Acts 16:6 Paul, Silas and Timothy travel through the Roman provinces of Galatia and Phrygia as the Holy Spirit prevents them from preaching in the Roman province of Asia (see 3 on Map 24).
Cave houses at Sille in the mountains of Galatia (Acts 16:6)
Acts 16:7 On the border of Mysia, they try to enter Bithynia, but the Holy Spirit (the “Spirit of Jesus”) (Acts 16:7) will not allow them.
Acts 16:8 So they travel through Mysia and come to the coast of the Aegean Sea at Troas.

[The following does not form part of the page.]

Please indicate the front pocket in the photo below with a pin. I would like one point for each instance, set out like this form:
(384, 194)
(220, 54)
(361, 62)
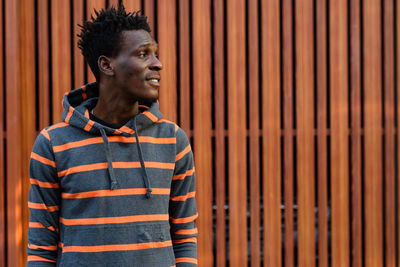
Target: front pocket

Alexandria Troas was founded by Antigonus, one of Alexander the Great’s commanders, in 310BC (see Map 24). Troas became a Roman ‘colonia’ – a colony populated by veteran soldiers and their families – during the reign of the Emperor Augustus. It would have been a place of fascination and mystery to an educated Greek speaking man such as Paul, as it was close to the site of the fabled ancient city of Ilium (Troy).

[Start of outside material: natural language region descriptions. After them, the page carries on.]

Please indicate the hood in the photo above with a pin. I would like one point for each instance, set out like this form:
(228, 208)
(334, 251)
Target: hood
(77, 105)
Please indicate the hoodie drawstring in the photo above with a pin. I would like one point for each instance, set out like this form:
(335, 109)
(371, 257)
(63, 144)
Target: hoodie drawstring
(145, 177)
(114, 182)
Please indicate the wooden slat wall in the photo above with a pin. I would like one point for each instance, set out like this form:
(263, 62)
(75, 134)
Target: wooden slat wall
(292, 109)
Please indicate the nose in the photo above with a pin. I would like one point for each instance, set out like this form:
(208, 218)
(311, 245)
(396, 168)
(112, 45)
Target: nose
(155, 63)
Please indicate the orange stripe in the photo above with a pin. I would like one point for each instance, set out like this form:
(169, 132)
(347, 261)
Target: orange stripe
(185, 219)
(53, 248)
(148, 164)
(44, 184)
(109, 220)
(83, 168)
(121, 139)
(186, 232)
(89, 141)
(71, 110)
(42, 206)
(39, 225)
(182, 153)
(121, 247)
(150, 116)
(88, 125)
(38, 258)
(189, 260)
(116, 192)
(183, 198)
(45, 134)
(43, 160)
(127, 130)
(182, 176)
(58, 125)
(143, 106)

Paul would have been familiar with Homer’s account of Helen – the beautiful wife of King Menelaus, abducted by the Trojans and later rescued by the Greeks who sailed across the Aegean Sea and built a wooden horse in order to gain entry to the city.
Roman remains at Alexandria Troas (Acts 16:8) (Horacio36)
Modern visitors to the village of Dalyan, near Eczine in Turkey, can still find underwater remnants of the Roman harbour and the remains of a colonnaded street leading inland to the old Roman city of Alexandria Troas (‘Alexandria of the Troad’). Other ruins, some two miles south east of the modern settlement, include the impressive Baths of Herodes, a theatre and the Temple of Dionysius, the Greek god of wine. At nearby Hisarlik are the excavated remains of Ancient Troy, the Ilium of King Priam featured in Homer’s Iliad.